Under Public Utility Commission of Texas (PUCT) Docket 59475, a coalition of 178 landowners—led by John Burrow, David Hillock, and Amy Hillock—submitted a motion alleging that utility developers Oncor and the Lower Colorado River Authority (LCRA) Transmission Services Corporation added approximately 400 miles of unannounced route links following the initial June 2025 public forum.
According to the landowners’ filings, the modifications impacted between 1,300 and 1,400 additional properties, drawing roughly 2,000 property owners into the path of the project. The petition asserts that the developers relied on obsolete county tax appraisal rolls when distributing mandatory direct-mail notifications, resulting in a failure to properly notify current property holders.
The administrative panel denied the requested delay, ruling that the case remains strictly bound by state law. The judges noted that the proceeding is subject to the 180-day statutory deadline established under Section 37.057 of the Public Utility Regulatory Act (PURA), making an extension of the current procedural schedule legally unfeasible. The ruling also noted that the filing party failed to identify a specific, codified notification rule that the utility applicants had violated.
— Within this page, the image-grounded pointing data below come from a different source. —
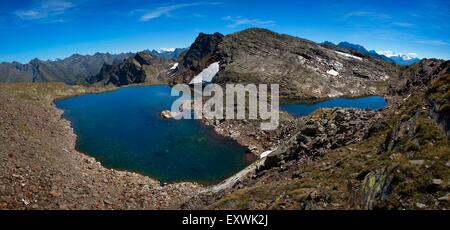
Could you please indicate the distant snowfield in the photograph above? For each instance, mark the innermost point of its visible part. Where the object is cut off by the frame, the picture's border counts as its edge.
(164, 50)
(207, 74)
(349, 55)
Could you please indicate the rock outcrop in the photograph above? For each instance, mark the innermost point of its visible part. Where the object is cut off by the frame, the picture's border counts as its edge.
(142, 68)
(324, 130)
(301, 67)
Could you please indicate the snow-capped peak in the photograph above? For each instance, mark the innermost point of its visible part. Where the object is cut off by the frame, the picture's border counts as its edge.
(406, 57)
(165, 50)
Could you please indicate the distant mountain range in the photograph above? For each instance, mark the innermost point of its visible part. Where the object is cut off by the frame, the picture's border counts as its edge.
(168, 53)
(72, 70)
(400, 59)
(69, 70)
The primary utility developers maintain that their pre-construction notification protocols fully met or exceeded all state regulatory thresholds.
“Oncor and LCRA TSC complied with all state laws and regulations when providing landowner notice for this project, and in several ways exceeded those requirements,” Oncor spokesman Andrew Clark stated in a response tracking the dispute. Representatives for the Lower Colorado River Authority similarly released a statement asserting that the agency complied with all applicable rules and regulations throughout the planning process, including all mandatory landowner notification steps.
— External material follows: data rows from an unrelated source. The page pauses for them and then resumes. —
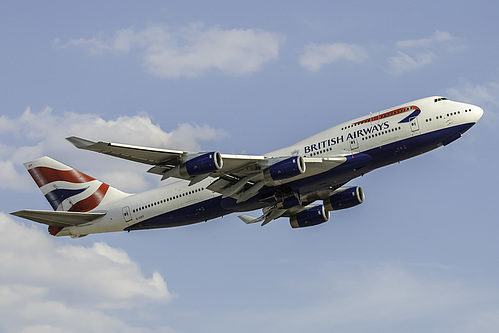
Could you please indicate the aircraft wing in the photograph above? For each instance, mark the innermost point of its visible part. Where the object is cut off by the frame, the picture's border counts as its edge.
(238, 176)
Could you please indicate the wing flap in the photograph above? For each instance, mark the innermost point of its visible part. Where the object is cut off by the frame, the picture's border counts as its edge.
(58, 219)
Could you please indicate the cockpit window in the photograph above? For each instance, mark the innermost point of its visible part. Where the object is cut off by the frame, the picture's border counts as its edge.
(440, 99)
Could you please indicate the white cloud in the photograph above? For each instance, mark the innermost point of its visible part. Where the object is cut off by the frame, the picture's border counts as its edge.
(417, 53)
(49, 287)
(437, 38)
(34, 134)
(403, 62)
(315, 56)
(190, 51)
The coalition of property owners has actively sought to appeal timeline constraints directly to the full Public Utility Commission on the grounds that the current process fails to provide appropriate transparency and due process protections required under Texas statutes.
The resistance to the Permian Basin expansion infrastructure is not isolated to the Bell County segment. During separate administrative hearings evaluating companion segments of the grid buildout, legal counsel representing regional property owners raised national security and corporate bias arguments. These objections included questions regarding proposed routes drawn near Laughlin Air Force Base and Dyess Air Force Base, as well as specific land holdings connected to foreign interests.
The pushback is drawing scrutiny over total projected infrastructure costs and legislative oversight as well. The Texas Public Policy Foundation (TPPF) released data estimating that the aggregate Permian Basin transmission grid buildout will incur an overall lifetime cost of between $90 billion and $100 billion. Amid these compounding fiscal and regulatory concerns, a coalition of 25 Texas state lawmakers issued a formal call to temporarily pause the overarching project.
The immediate development centers on the State Office of Administrative Hearings (SOAH) courtroom proceedings, which are scheduled for public broadcast via the agency’s official YouTube channel. Following the hearing, the presiding administrative judges will draft formal routing recommendations for review by the five appointed PUCT commissioners.
The final statutory decision deadline for the Bell County East to Big Hill segment is firmly set for September 22. In the near term, state energy analysts are also anticipating a final regulatory ruling on a separate, related transmission line proposal—the Longshore-to-Drill Hole segment under PUCT Docket 59029—which faces a final statutory decision deadline of June 9.